*This article is based on Mahout in Action, to be published on June, 2011. It is being reproduced here by permission from Manning Publications. Manning publishes MEAP (Manning Early Access Program,) eBooks and pBooks. MEAPs are sold exclusively through Manning.com. All pBook purchases include free PDF, mobi and epub. When mobile formats become available all customers will be contacted and upgraded. Visit Manning.com for more information. [ Use promotional code ‘java40beat’ and get 40% discount on eBooks and pBooks ]*

also read:

Running Fuzzy K-Means Clustering

## Introduction

There are many clustering algorithms in **Mahout**, and some work well for a given dataset while others don’t.
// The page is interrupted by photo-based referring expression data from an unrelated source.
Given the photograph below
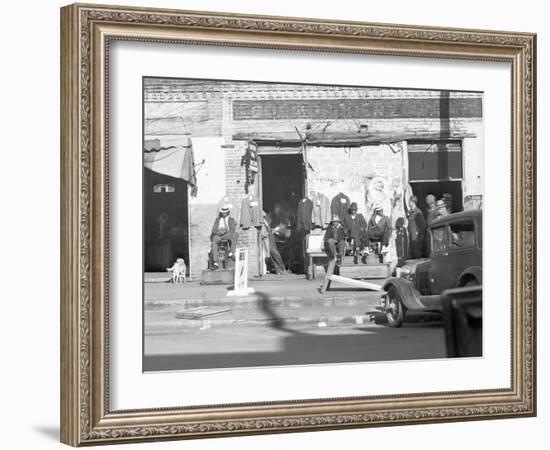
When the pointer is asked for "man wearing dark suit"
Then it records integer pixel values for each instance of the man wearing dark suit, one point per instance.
(334, 239)
(379, 226)
(417, 228)
(355, 226)
(223, 229)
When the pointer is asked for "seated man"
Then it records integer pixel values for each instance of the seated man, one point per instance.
(334, 240)
(223, 229)
(379, 227)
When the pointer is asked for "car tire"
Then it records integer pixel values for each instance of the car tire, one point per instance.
(395, 310)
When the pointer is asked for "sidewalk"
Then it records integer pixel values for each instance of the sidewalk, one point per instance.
(275, 303)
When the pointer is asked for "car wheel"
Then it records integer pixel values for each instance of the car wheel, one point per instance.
(395, 311)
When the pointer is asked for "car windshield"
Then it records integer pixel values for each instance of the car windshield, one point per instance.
(463, 234)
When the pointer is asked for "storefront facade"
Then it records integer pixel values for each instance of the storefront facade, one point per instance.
(280, 142)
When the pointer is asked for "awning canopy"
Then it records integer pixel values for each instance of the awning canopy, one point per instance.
(174, 161)
(344, 139)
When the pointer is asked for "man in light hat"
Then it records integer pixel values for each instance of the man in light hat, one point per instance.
(223, 229)
(334, 239)
(379, 226)
(417, 228)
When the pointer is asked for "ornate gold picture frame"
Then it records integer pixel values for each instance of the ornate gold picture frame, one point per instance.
(87, 31)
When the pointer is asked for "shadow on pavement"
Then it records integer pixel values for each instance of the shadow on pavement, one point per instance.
(376, 344)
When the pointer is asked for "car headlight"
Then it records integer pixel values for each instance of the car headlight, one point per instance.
(404, 272)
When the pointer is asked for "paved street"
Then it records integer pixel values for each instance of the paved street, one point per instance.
(279, 329)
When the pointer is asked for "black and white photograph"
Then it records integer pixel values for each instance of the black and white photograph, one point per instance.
(294, 224)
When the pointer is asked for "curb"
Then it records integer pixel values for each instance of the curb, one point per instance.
(296, 301)
(322, 321)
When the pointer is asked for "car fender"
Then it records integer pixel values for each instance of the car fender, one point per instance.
(474, 271)
(407, 292)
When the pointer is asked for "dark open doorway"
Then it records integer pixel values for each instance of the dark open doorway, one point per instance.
(437, 188)
(166, 221)
(283, 185)
(282, 181)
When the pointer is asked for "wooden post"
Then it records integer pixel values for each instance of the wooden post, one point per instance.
(328, 275)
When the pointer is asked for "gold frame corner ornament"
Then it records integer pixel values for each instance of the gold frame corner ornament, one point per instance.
(86, 31)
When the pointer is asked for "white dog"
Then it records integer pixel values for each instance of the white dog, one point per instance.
(178, 271)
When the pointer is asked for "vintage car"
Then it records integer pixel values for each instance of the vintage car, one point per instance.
(455, 261)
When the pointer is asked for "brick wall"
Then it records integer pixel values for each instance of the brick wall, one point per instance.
(223, 109)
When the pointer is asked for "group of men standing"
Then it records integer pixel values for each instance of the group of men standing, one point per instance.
(355, 227)
(411, 242)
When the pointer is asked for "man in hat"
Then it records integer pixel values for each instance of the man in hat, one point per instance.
(379, 226)
(223, 229)
(334, 239)
(355, 227)
(417, 228)
(431, 212)
(270, 247)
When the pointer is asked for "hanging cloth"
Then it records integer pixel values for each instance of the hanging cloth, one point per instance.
(176, 162)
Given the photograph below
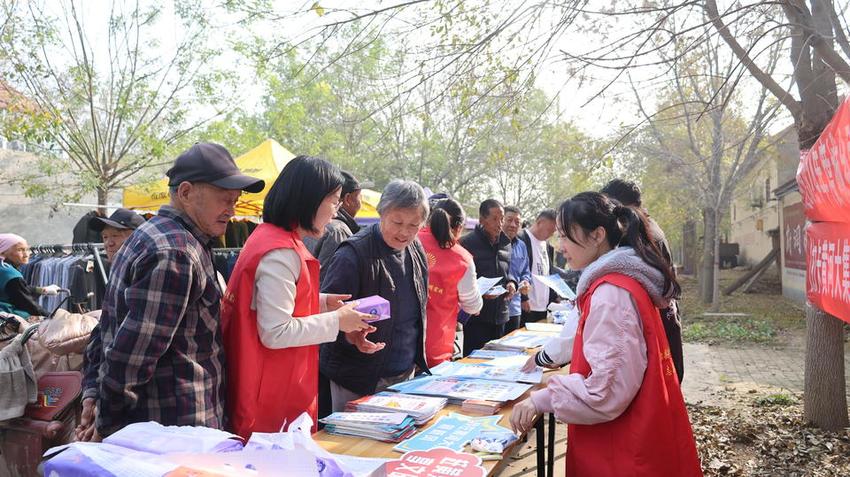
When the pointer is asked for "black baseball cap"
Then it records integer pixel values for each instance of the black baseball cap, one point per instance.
(120, 219)
(213, 164)
(351, 184)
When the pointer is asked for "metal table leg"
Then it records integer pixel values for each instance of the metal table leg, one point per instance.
(541, 448)
(550, 463)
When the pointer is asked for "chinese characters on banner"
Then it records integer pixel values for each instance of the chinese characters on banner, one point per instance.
(824, 181)
(824, 173)
(438, 462)
(794, 225)
(828, 274)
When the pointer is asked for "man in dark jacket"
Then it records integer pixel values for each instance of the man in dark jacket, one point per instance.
(541, 261)
(342, 226)
(628, 193)
(385, 259)
(491, 252)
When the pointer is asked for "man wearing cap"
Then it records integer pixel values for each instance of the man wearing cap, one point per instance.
(343, 225)
(114, 231)
(162, 351)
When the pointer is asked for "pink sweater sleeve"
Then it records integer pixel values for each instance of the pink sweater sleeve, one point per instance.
(616, 352)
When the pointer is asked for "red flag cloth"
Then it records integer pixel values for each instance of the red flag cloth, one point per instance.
(828, 267)
(824, 172)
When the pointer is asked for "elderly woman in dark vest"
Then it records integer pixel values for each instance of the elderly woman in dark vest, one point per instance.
(384, 259)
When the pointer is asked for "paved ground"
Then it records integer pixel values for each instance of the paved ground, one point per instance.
(709, 372)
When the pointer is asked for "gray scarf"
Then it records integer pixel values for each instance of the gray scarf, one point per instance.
(626, 261)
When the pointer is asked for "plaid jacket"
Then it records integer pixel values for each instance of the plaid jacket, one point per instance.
(162, 351)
K-Means is a very generic clustering algorithm, which can be molded easily to fit almost all situations. It’s also simple to understand and can easily be executed on parallel computers.

K-Means is to clustering what Vicks is to cough syrup. It’s a simple algorithm and is more than 50 years old. Stuart Lloyd first proposed the standard algorithm in 1957 as a technique for pulse code modulation. However, it wasn’t until 1982 before it got published. It’s widely used as a clustering algorithm in many fields of science. The algorithm requires the user to set the number of clusters, k, as the input parameter.

What we really want to talk about is the Fuzzy K-Means algorithm, but in order to explain it we first need you to know what **K-Means** is all about.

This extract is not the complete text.